Homecoming Brunch

Finally the last of our fall visitors are featured today! Patrick's mom visited (check out our day trip to Saxapahaw), my mom visited (check out our savory brunch), and now we have friends visiting!

These friends are a little UNC-sided. Since it was UNC's homecoming "my" friends were in town and staying with us. Our house is open to Dookies too though!

Everyone arrived Friday in anticipation of an early afternoon football game. Saturday morning we went to campus early so we could enjoy campus a bit and then watch the UNC football win!

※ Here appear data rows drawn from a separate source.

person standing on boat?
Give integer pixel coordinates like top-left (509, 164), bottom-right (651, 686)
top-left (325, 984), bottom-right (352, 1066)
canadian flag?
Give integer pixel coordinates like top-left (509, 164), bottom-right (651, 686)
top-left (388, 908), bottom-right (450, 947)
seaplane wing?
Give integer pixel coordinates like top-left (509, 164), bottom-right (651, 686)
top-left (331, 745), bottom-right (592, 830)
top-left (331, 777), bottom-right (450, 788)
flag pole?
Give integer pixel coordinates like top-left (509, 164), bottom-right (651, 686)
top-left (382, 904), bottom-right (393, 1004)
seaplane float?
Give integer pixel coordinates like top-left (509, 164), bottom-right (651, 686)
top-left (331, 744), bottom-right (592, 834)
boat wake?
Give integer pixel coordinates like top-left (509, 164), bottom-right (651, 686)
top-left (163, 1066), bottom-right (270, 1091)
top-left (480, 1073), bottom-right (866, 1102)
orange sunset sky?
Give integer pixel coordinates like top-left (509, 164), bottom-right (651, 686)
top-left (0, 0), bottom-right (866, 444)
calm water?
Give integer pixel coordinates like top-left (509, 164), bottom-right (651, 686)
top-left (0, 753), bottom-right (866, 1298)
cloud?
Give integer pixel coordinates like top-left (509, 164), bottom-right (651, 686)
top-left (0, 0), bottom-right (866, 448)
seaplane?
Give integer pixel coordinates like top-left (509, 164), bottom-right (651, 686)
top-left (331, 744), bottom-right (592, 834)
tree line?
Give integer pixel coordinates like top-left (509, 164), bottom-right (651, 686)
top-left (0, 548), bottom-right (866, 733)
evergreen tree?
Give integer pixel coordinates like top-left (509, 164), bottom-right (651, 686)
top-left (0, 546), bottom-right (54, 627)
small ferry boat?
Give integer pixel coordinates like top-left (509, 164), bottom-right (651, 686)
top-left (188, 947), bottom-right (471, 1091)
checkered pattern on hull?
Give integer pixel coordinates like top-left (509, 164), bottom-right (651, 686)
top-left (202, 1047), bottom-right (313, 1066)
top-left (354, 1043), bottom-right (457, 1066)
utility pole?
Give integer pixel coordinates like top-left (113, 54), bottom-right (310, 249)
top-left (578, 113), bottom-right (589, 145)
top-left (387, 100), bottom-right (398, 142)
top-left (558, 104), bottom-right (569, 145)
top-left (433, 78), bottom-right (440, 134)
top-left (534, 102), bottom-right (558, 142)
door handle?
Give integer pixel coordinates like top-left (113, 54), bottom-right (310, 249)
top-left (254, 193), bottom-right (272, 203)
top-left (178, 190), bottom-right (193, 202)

How exciting!

James, Holly, Christine, Kasper, Patrick, Whitney, and Richard all cheering "Go Heels!"
Before our guests left Sunday Patrick and I put together a brunch for them. I forgot to take a picture of the spread but we served: grits, bacon, breakfast egg casserole, and blueberry muffins.

The breakfast egg casserole is seen in this breakfast potluck post.

And the blueberry muffins were from the Smitten Kitchen blog; the recipe is below.


Perfect Blueberry Muffins from the Smitten Kitchen & Adapted from Cook’s Illustrated
Makes 9 to 10 standard muffins

5 tablespoons (2 1/2 ounces or 71 grams) unsalted butter , softened
1/2 cup (3 1/2 ounces or 100 grams) sugar
1 large egg
3/4 cup sour cream or plain yogurt
1/2 teaspoon grated lemon zest
1 1/2 cups (6 3/4 ounces or 191 grams) all-purpose flour
1 1/2 teaspoon (7 grams or 1/4 ounce) baking powder
1/4 teaspoon (1 gram) baking soda
1/4 teaspoon (2 grams) salt
3/4 cup (3 3/4 ounces or 105 grams) blueberries, fresh or frozen (if frozen, don’t bother defrosting)

Preheat oven to 375°F. Line a muffin tin with 10 paper liners or spray each cup with a nonstick spray. Beat butter and sugar with an electric mixer until light and fluffy. Add egg and beat well, then yogurt and zest. Put flour, baking powder, baking soda and salt into a sifter and sift half of dry ingredients over batter. Mix until combined. Sift remaining dry ingredients into batter and mix just until the flour disappears. Gently fold in your blueberries. The dough will be quite thick (and even thicker, if you used a full-fat Greek-style yogurt), closer to a cookie dough, which is why an ice cream scoop is a great tool to fill your muffin cups. You’re looking for them to be about 3/4 full, nothing more, so you might only need 9 instead of 10 cups. Bake for 25 to 30 minutes, until tops are golden and a tester inserted into the center of muffins comes out clean (you know, except for blueberry goo). Let cool on rack (ha), or you know, serve with a generous pat of butter.


The sour cream gives these muffins the perfect bit of tang! They were a hit; Patrick even says I can make them again! Do you have a favorite blueberry muffin recipe?